This was the point where I really started to choose something other than realism. My painting group would say I started the shift way before this. They are probably right, there were plenty of signs in my work. This was my first conscious choice.
I could see that this particular work would be so much better if I just let be what it wanted to be. It took a really long time, like 3 or 4 years, before I was truly ready to have at it. The catalyst for the change to the original work was a show for abstracted work. It took only took 2 or 3 studio session to complete the transformation:
The first two layers of change were done with a fairly large brush. I wanted exuberant, colorful, dancing petals. I realize that except for the cone in the center this doesn't really seem like an Echinacea. That's the beauty of abstraction, things are not always what they seem. During the last session of painting I grabbed a couple different pallet knives, expanded my palette just a bit and turned on the music. I was really lost in the final session. More than a hour went by before I just stopped. It was done. Nothing more was needed. It felt joyous and defiant all at once. And really, really wonderful to see what I had imagined the Echinacea could be, what it called out to be.

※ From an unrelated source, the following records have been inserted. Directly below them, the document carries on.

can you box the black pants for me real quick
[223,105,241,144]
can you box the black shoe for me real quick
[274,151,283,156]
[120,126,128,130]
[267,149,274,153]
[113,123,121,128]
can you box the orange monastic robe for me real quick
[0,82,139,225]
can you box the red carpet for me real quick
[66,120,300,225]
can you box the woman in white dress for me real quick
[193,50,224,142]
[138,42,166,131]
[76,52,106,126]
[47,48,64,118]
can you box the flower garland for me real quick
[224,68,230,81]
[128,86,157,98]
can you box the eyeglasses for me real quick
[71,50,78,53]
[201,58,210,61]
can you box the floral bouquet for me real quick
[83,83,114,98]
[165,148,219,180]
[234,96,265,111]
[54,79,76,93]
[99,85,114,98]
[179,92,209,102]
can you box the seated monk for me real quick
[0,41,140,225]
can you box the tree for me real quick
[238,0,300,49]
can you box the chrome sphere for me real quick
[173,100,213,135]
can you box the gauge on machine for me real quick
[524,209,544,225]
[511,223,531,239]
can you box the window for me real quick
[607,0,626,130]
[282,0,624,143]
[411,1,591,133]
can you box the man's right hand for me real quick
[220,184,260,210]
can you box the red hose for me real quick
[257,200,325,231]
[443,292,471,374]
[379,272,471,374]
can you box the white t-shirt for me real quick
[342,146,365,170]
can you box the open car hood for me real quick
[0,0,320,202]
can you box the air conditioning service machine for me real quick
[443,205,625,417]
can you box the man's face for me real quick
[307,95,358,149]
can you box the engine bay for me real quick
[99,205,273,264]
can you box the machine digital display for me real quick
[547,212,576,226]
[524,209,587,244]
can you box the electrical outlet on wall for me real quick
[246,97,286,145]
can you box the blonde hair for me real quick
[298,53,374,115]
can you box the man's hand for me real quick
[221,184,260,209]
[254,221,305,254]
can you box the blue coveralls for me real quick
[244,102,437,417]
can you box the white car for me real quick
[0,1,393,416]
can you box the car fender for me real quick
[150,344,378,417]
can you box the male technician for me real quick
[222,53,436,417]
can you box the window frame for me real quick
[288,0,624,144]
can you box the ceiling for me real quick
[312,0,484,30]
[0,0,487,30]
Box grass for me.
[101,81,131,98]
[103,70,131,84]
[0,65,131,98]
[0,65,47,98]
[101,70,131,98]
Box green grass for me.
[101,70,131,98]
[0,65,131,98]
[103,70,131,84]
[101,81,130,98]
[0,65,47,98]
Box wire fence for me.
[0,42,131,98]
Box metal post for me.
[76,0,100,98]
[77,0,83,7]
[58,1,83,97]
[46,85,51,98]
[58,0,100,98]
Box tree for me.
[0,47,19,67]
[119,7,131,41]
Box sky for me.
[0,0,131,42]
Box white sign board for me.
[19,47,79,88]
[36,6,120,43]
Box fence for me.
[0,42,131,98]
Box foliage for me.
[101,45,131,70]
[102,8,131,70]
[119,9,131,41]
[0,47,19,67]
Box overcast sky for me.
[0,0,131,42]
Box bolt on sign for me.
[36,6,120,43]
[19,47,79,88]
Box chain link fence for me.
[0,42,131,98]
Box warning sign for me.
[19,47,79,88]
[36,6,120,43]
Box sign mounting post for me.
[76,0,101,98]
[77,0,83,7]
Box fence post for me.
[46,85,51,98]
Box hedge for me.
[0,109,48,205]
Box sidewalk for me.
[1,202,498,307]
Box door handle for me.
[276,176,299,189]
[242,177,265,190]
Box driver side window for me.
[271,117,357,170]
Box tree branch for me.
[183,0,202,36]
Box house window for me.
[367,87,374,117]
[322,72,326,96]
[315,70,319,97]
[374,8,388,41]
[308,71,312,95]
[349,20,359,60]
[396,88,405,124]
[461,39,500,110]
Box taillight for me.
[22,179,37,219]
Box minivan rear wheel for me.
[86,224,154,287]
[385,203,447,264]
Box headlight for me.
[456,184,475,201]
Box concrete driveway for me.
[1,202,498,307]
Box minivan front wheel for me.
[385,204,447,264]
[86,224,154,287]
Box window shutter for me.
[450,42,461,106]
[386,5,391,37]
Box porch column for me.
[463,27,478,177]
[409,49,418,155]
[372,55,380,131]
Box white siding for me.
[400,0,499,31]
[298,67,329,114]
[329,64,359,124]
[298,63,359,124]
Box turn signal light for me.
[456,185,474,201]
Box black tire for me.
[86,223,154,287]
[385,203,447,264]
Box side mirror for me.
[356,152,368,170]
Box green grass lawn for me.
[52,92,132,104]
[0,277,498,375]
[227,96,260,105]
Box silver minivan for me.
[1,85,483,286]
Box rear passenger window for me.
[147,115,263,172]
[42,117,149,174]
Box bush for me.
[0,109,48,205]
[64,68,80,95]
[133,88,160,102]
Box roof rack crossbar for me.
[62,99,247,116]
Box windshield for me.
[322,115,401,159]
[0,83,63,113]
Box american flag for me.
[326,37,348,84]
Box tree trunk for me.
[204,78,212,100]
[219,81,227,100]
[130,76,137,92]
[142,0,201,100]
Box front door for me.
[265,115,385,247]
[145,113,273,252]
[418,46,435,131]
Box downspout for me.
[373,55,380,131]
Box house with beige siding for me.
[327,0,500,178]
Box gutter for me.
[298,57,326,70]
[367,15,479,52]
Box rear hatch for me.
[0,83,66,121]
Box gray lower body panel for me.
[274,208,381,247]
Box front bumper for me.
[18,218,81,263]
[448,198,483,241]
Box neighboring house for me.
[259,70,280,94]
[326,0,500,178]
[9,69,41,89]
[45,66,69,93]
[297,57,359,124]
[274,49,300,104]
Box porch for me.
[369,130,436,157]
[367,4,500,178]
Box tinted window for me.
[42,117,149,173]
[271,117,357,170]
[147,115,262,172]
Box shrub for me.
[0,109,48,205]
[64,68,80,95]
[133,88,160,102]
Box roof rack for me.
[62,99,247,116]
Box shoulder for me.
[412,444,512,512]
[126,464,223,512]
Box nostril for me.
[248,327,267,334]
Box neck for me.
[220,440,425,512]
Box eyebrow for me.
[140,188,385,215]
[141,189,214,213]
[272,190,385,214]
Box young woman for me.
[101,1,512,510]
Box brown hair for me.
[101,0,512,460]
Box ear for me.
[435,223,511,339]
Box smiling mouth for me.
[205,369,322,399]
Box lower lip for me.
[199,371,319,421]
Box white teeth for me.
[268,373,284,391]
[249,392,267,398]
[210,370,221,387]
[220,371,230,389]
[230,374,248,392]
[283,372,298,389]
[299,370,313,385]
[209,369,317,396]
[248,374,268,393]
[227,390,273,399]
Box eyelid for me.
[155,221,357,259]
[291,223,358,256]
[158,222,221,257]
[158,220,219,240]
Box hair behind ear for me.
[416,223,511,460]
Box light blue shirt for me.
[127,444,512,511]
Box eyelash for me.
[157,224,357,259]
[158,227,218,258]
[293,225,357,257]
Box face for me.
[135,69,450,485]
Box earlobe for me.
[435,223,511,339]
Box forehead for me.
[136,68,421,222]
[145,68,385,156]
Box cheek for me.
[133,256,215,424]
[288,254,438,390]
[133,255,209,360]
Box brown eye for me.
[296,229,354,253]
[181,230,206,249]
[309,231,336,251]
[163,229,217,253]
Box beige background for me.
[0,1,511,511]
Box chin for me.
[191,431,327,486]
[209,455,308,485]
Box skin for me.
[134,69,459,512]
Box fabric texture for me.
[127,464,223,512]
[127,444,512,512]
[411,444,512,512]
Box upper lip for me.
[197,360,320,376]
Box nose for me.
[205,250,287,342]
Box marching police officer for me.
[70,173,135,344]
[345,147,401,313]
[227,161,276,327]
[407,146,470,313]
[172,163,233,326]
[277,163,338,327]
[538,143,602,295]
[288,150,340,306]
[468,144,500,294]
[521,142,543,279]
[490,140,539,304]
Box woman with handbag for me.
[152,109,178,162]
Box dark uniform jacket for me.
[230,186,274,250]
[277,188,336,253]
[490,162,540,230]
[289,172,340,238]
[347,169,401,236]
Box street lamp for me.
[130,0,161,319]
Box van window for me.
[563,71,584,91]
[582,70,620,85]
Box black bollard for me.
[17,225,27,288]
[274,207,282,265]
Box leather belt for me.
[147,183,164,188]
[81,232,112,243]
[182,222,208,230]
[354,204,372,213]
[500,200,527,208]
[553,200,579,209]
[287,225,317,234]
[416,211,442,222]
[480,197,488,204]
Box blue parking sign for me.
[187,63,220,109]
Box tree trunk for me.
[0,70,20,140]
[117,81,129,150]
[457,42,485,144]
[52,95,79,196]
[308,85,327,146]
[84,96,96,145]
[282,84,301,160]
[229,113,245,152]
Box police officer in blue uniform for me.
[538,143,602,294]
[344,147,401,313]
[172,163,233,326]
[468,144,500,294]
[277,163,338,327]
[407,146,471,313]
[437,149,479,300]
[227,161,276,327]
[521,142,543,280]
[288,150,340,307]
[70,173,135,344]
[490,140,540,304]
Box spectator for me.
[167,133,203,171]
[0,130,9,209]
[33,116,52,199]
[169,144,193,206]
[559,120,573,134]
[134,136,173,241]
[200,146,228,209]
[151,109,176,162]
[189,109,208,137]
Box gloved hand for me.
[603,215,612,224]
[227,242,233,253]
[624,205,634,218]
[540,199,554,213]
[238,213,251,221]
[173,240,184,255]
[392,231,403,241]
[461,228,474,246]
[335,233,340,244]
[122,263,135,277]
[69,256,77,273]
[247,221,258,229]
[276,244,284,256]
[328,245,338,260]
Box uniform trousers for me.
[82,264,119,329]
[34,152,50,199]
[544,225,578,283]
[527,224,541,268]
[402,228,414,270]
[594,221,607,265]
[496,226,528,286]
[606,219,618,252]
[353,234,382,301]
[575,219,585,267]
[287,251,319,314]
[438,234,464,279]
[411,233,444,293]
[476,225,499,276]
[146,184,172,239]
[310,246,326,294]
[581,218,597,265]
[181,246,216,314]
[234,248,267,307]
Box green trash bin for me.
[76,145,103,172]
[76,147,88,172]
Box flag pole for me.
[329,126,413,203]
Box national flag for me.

This isn't my first abstracted work, but it was one of the first times I knew what I saw in the photo I took. The first time I acted on an out of the box idea of how something could and should be represented. I let those thoughts loose. They've taken me on a wonderful journey, paintings done to create something new and encourage the viewer to feel the painting. To let it into their hearts and minds and see what happens. Do they see the joy, or the journey, or the heartbreak represented on the surface in front of them? Does it inspire them, make them think deeply, send a smile to their lips? Make them want to get lost in it? I hope it does all of that, and more, for the viewer.
What do you want your art to do, to say, to be? I encourage you to do that. A lot.